Presently, there are only 171 people enrolled in the DOTS-plus programme that has been in effect in Mumbai since 2010 to treat drug-resistant tuberculosis, according to the office of Bandiwadekar. Tuberculosis was estimated to have accounted for at least 15% of the deaths in Mumbai in 2010. India has one of the world’s highest burdens of drug-resistant tuberculosis, (around 100 000 people), according to WHO. The failure of the government to provide treatment for all of these patients is due to the cost—about US$4000 per patient, a high cost for India, which spends only $45 per head on health care. Udwadia says that the government passes its actions off as “health policy real politik”, which in effect means it ignores most of the patients with drug-resistant tuberculosis. “They have become the untouchables of the Indian medical system”, he said.
In fact, health centres and hospitals could be a contributor to the growth in resistance, said Nerges Mistry, the director of the Foundation for Medical Research in Mumbai. There is “poor infection control at most of these settings”, said Mistry, and people with resistant tuberculosis could well be infecting patients with a regular tuberculosis infection. A 5-year study done by the Foundation with the Wellcome Trust found that most patients were resistant to two or three of the first-line drugs, and some to all four. The city could have as many as 3500 cases of multidrug-resistant tuberculosis (MDR-TB) each year, but lacks the laboratory infrastructure in the public system to identify and confirm the diagnosis, said Mistry.
Exposure to MDR-TB is intensified in the city’s giant slums, described here as “notorious.”
Meanwhile, the patients with TDR-TB are walking the streets. Udwadia says that isolation is not practical due to cost and lack of hospital beds. He notes that four of the patients come from Dharavi, a notorious Mumbai slum with a population of 2·5 million people.
So far, three of the TDR-TB patients have died, one of them after lung surgery. One of the patients has passed on her infection to her daughter. Udwadia is trying any treatment he thinks might work. This includes a double-dose isoniazid, the harsh antibiotic linezolid, the anti-leprosy drug clofazamine, the anti-psychotic drug thioridazine, and meropenem and clavunate, which reportedly had some effect on tuberculosis in mice. “We are clutching at straws here”, he admits.
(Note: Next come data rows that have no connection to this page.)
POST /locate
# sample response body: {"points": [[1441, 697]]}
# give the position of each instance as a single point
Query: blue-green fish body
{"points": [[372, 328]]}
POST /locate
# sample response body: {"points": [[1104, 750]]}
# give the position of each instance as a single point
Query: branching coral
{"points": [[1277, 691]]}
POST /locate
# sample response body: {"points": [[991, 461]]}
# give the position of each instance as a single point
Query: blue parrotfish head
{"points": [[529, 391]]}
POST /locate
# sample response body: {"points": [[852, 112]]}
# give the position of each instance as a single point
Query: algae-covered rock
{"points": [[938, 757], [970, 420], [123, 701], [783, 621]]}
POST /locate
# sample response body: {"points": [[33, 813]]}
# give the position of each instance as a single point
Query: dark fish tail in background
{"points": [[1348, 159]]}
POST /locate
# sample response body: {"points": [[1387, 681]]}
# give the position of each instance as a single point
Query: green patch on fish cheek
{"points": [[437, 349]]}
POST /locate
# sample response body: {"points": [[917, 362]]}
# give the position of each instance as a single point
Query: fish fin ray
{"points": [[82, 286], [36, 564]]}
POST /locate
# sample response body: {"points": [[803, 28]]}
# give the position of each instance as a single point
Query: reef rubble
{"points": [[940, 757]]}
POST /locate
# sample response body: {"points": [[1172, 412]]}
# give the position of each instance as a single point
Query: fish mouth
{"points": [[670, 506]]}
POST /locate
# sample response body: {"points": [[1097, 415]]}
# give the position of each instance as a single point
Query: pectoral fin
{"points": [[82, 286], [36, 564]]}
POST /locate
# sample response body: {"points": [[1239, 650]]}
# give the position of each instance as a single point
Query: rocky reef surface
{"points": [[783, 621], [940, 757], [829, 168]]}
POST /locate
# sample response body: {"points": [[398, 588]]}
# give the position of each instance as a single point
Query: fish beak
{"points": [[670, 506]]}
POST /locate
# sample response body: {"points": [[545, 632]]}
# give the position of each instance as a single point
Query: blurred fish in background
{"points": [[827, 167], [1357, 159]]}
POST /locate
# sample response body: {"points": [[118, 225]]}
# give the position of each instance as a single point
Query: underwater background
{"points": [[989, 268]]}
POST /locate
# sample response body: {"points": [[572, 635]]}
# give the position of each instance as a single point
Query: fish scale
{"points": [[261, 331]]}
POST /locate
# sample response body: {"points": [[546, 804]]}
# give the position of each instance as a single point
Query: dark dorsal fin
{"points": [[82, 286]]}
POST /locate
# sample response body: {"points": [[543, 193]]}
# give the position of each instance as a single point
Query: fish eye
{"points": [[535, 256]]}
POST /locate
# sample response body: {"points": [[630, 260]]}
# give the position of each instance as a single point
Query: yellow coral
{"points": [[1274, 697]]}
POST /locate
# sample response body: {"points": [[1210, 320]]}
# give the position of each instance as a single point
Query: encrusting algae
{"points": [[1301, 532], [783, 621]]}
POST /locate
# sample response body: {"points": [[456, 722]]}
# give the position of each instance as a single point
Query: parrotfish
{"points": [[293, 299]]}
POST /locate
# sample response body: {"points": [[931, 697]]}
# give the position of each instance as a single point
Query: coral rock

In this context, how to make sense of the turn to Aadhaar, to the new promise of Big Data? What is not addressed is the state’s failure, assuming the arguably inflationary language of the Lancet piece is acccurate, to enroll most persons with MDR-TB or to regulate the conditions of common treatment. Rather, those few persons already in the MDR-TB treatment pipline are to be more effectively surveilled through the UID number.
Or is there a more sustained argument to be made for the utility of UID. given this double failure, of routine TB treatment and of the enrollment of most persons with MDR-TB in treatment?